BDHS Seminar presented by Abhirup Datta
Department of Biostatistics
Johns Hopkins Bloomberg School of Public Health
In many scientific applications, estimates from an earlier (upstream) analysis are used as inputs for subsequent (downstream) analysis, and uncertainty in these estimates (often available as posterior samples) needs to be propagated into the downstream analysis without reverse feedback. Cutting feedback methods, also termed as cut-Bayes, achieve this by constructing a cut posterior distribution that restricts downstream to upstream information flow. As sampling from the cut posterior is generally computationally challenging, recently variational inference (VI) methods have been developed to approximate the cut posterior. However, they need two variational approximations, cannot directly use samples from the upstream analysis, and often rely on parametric variational families whose approximation quality in finite samples can be poor.

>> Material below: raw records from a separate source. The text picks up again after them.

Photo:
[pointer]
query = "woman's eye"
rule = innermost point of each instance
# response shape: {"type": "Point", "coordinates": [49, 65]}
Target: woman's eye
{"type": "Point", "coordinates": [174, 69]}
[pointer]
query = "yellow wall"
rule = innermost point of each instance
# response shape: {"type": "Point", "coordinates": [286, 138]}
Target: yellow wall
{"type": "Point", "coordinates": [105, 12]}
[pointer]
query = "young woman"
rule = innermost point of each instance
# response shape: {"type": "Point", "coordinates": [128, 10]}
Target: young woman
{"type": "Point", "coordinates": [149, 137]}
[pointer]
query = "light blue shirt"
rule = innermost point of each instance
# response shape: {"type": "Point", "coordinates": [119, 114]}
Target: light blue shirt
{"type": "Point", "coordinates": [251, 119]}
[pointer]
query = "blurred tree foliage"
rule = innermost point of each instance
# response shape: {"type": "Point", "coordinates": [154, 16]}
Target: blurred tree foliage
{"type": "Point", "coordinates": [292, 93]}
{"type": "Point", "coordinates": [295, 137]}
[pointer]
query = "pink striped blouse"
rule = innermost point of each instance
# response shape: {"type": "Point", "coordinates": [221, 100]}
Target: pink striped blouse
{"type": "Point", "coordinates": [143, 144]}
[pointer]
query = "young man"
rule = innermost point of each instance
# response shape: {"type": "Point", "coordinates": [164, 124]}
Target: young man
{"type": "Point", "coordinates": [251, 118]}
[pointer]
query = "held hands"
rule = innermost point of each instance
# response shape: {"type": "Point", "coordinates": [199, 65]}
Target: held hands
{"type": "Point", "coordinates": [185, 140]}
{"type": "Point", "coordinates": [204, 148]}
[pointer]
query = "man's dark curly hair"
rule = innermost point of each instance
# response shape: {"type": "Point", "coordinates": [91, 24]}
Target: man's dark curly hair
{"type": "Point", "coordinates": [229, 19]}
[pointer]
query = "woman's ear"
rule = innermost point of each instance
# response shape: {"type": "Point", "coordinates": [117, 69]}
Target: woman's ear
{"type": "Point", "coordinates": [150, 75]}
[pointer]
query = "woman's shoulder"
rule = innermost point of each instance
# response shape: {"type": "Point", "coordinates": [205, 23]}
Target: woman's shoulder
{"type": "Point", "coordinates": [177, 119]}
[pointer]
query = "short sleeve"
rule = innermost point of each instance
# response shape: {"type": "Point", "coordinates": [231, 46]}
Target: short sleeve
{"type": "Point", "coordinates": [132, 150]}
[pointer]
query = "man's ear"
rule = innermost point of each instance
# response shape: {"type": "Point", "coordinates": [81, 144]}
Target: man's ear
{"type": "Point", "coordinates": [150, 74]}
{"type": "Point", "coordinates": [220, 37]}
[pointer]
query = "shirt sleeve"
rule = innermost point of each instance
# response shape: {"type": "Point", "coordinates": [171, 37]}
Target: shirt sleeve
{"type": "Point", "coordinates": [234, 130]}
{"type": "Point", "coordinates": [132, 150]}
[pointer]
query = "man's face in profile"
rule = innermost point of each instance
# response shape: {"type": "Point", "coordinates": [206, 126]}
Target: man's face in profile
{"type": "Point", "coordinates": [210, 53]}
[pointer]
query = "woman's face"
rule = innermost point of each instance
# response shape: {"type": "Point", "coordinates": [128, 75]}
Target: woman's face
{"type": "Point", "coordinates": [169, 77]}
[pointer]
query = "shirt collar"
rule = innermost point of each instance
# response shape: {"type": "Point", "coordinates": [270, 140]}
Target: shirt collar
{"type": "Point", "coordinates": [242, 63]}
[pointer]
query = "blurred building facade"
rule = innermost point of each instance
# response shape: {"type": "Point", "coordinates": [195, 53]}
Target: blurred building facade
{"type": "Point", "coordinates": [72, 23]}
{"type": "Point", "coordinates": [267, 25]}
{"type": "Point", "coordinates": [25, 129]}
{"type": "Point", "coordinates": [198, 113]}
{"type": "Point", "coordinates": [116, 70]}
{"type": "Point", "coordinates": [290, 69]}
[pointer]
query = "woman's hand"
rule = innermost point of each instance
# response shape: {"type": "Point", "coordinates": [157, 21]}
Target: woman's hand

We propose, NeVI-Cut, a provably accurate neural network-based variational inference method for cutting feedback. We directly utilize posterior samples available from the first analysis, reducing approximation errors due to a variational approximation for these parameters and circumventing the need to access the data and model used for the first analysis. Conditioning on each MCMC sample, we then use normalizing flows (neural network based generative models) to specify the conditional variational family for the downstream parameters. We estimate the conditional cut posterior by optimizing the Monte Carlo average of the Kullback-Leibler loss over all the MCMC samples. Leveraging the universal expressiveness of neural networks, we provide theoretical guarantees on the ability of NeVI-Cut to approximate any cut posterior. In the process, we provide a general result on uniform approximation of conditional distributions by flows. A triply stochastic scalable algorithm is devised to implement the method. Simulation studies and two real-world analyses illustrate how NeVI-Cut achieves significant computational and performance gains over traditional cutting feedback methods.
A seminar tea will be held at 2:45 p.m. in University Office Plaza, Room 240. All are Welcome.